We are looking for a skilled PySpark Engineer with hands-on experience in Google Cloud Platform (GCP) to join our team. The ideal candidate will have expertise in building scalable data processing pipelines using PySpark and leveraging GCP services for big data solutions. Experience with Spring Boot is a plus, as it will be helpful for integrating data processing pipelines with web-based applications or microservices.
Key Responsibilities:
Data Processing: Develop and maintain PySpark-based ETL pipelines to process and transform large datasets.
Cloud-Based Data Solutions: Utilize GCP services (e.g., Google Cloud Storage, BigQuery, Dataflow, Dataproc) for data storage, processing, and analysis.
Optimization: Ensure performance optimization of PySpark jobs by configuring clusters and utilizing best practices in Spark processing.
Big Data Management: Collaborate with data engineers to design and implement efficient storage systems, leveraging GCP's distributed data storage and compute resources.
Machine Learning: Work with data scientists to preprocess data for machine learning tasks, using Spark MLlib and other tools in the GCP ecosystem.
Data Integration: Integrate data pipelines with other GCP services like BigQuery for analysis, Cloud Pub/Sub for messaging, and Cloud Dataproc for Spark job management.
Spring Boot Integration (Optional): Develop RESTful APIs or microservices using Spring Boot to serve processed data or integrate PySpark pipelines with applications.
Collaboration: Work closely with other engineers, analysts, and data scientists to ensure smooth operation of the data pipeline.
Documentation: Write clean, efficient, and well-documented code.
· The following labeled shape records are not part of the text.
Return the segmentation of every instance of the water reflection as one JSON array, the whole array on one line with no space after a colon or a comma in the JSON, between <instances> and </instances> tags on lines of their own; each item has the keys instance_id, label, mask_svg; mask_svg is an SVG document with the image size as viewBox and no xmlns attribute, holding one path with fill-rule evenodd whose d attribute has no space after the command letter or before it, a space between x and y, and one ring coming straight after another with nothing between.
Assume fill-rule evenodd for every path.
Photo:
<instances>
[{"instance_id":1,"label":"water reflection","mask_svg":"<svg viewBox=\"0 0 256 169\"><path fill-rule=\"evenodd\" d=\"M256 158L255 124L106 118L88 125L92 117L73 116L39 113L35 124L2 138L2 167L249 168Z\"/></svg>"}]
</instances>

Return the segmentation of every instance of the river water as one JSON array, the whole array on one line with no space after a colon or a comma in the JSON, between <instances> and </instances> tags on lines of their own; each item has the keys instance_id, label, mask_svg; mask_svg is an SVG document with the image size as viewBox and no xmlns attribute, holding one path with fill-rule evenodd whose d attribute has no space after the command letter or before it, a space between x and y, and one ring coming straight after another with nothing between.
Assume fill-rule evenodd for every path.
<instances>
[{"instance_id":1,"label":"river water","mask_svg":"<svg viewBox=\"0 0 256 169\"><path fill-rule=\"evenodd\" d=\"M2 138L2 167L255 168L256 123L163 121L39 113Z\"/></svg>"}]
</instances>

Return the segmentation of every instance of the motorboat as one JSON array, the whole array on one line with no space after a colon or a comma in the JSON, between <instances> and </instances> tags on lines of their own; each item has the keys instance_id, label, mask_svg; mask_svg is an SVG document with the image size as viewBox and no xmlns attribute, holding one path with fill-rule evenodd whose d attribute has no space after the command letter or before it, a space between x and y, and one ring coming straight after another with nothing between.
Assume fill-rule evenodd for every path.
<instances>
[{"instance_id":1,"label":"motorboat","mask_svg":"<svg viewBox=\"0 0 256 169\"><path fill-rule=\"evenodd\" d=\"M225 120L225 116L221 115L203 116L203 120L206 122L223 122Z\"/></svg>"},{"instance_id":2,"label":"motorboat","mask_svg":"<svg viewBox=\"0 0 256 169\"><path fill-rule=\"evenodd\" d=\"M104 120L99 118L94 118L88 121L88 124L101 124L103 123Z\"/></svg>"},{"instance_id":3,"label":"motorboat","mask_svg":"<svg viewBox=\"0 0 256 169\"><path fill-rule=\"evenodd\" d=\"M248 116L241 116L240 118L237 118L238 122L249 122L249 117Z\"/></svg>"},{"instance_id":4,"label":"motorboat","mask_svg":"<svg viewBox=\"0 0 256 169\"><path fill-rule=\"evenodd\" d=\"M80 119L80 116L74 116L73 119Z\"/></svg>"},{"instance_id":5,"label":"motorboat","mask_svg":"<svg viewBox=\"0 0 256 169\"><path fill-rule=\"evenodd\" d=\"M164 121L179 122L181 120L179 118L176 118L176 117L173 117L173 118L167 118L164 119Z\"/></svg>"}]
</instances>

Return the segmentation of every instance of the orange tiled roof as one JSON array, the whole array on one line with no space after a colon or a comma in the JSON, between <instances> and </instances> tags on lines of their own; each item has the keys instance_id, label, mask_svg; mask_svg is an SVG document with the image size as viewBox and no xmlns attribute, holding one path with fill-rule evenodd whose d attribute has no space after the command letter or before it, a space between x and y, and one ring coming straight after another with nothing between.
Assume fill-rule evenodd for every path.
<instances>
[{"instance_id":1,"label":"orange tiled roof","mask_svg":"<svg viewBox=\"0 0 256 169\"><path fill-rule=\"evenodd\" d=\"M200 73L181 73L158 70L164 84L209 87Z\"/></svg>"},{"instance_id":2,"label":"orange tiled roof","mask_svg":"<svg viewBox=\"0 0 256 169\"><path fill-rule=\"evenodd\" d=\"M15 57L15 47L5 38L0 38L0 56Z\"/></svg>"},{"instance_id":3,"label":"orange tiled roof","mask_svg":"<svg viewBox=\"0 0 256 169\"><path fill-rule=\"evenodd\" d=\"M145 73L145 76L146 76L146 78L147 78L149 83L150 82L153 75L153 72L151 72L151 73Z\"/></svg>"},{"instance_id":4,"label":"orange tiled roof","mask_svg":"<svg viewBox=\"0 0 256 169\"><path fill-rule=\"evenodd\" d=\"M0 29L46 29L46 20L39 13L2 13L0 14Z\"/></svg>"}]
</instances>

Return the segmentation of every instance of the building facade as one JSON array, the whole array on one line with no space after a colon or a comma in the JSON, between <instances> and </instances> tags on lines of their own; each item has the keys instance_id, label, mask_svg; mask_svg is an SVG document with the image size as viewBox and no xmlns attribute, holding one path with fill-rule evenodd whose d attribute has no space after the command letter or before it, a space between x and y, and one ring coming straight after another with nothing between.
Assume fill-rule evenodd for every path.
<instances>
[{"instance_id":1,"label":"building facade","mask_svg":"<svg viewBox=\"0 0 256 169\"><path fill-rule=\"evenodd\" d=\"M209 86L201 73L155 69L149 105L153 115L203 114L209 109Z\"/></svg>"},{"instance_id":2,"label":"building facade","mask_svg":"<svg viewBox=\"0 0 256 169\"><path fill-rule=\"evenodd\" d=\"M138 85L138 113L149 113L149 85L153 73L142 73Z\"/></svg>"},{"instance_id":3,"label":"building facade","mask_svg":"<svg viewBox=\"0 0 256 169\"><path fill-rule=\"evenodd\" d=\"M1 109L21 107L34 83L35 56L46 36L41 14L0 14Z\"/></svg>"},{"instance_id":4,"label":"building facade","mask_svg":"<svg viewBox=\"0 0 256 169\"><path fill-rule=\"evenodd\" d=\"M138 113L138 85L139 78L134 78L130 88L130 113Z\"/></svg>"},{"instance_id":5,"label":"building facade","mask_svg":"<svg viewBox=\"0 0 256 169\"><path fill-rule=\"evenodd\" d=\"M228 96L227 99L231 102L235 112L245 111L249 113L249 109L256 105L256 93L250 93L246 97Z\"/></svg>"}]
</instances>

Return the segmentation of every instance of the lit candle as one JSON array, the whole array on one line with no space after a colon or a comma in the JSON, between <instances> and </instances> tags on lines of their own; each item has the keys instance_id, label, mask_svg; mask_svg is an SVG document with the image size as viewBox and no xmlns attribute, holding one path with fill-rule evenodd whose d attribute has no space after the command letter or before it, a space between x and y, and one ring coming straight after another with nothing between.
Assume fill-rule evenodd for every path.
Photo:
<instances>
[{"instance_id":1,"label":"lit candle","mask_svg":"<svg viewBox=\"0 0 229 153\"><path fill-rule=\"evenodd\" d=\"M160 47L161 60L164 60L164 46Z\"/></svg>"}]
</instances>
Maintain technical documentation for data pipelines and workflows.
Required Skills and Qualifications:
Python: Strong experience with Python programming for data manipulation, processing, and building PySpark jobs.
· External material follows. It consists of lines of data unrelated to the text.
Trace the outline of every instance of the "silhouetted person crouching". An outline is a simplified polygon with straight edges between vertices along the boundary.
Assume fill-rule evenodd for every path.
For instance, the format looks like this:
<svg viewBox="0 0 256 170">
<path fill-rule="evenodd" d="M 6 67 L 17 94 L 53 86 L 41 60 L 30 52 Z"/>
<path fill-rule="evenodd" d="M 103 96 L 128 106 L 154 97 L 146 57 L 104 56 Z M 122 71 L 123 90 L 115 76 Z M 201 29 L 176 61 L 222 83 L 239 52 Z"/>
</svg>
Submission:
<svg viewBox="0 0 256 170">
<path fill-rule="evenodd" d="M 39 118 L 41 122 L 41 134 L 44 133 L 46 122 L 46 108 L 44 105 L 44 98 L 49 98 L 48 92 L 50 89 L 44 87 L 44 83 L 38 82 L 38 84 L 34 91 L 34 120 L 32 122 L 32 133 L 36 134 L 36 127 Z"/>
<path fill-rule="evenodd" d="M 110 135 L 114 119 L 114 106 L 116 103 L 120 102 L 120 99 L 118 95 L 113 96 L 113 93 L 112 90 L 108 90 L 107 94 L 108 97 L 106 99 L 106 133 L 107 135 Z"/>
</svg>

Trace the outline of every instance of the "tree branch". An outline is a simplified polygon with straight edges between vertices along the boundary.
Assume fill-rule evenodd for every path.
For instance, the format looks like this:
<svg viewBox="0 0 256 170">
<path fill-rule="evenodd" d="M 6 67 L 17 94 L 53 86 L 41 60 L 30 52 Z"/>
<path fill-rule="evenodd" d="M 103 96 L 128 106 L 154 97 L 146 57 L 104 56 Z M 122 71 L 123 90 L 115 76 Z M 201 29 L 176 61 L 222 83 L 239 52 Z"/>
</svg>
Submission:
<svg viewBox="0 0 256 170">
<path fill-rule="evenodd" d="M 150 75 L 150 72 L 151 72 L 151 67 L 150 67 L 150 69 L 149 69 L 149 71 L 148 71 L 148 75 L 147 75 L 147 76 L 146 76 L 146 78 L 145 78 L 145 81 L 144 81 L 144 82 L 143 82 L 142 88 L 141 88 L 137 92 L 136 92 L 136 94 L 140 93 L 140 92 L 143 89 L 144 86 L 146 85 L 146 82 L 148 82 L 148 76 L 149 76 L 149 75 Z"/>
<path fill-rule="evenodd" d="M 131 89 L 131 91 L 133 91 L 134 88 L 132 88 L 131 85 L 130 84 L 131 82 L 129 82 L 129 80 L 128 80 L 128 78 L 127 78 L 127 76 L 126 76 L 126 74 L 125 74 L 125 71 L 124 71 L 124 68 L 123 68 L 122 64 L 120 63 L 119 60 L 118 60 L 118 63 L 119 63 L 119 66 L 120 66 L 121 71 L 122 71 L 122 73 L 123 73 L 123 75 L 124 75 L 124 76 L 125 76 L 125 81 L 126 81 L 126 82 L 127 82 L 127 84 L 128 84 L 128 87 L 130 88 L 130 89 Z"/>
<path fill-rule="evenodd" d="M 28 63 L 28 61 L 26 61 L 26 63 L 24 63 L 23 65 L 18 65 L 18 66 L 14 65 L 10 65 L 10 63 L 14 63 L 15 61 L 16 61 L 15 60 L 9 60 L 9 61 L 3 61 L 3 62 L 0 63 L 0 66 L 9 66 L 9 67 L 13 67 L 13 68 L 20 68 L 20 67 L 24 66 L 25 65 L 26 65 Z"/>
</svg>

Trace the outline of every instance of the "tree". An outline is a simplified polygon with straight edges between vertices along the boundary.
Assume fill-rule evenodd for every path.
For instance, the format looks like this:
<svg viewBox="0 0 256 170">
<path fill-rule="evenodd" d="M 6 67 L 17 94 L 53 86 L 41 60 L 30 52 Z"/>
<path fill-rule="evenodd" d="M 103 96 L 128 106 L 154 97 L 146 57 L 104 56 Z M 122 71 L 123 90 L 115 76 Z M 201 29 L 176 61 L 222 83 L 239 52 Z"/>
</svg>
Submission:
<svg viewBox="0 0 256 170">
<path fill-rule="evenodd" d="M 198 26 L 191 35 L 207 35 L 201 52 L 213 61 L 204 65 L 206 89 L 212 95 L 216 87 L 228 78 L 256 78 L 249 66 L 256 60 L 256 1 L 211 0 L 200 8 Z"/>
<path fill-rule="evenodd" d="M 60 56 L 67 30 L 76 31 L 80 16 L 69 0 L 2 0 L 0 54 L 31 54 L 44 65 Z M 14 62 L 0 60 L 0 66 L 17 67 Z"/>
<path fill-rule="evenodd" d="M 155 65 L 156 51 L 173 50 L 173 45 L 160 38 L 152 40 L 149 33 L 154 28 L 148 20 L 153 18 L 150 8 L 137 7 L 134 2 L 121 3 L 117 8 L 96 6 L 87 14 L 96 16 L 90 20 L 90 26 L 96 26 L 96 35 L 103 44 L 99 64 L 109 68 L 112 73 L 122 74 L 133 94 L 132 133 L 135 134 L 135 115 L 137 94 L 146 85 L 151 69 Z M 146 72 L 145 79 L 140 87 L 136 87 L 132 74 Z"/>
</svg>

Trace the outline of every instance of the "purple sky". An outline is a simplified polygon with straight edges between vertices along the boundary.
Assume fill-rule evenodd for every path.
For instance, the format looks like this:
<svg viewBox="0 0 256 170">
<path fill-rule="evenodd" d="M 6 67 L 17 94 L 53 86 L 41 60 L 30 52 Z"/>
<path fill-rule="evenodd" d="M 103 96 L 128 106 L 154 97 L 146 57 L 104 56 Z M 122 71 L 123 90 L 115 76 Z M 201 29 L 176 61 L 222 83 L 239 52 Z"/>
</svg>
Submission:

PySpark: Extensive experience working with Apache Spark using the PySpark library for distributed data processing.
Google Cloud Platform (GCP): Hands-on experience with GCP services like BigQuery, Cloud Storage, Dataflow, Dataproc, and Pub/Sub.
SQL: Proficiency in writing complex SQL queries to process and analyze large datasets.
Big Data Ecosystem: Familiarity with the big data ecosystem, including Hadoop, HDFS, and data warehousing concepts.
Data Storage: Experience working with cloud-based data storage (Google Cloud Storage, BigQuery, etc.).
Version Control: Experience with Git and code versioning tools.
Preferred Skills:
Spring Boot: Experience with Spring Boot for developing RESTful APIs or integrating PySpark pipelines with microservices or web applications.
Data Science/Machine Learning: Exposure to machine learning workflows and tools for preprocessing data for ML models.
CI/CD: Familiarity with continuous integration and deployment practices.
Containerization: Knowledge of Docker and container-based deployment (Kubernetes is a plus).
Education and Experience:
Bachelor's degree in Computer Science, Engineering, or related field, or equivalent practical experience.
3+ years of experience in data engineering or a related field with a focus on big data technologies.
Why Join Us:
Opportunity to work with cutting-edge cloud technologies and big data tools.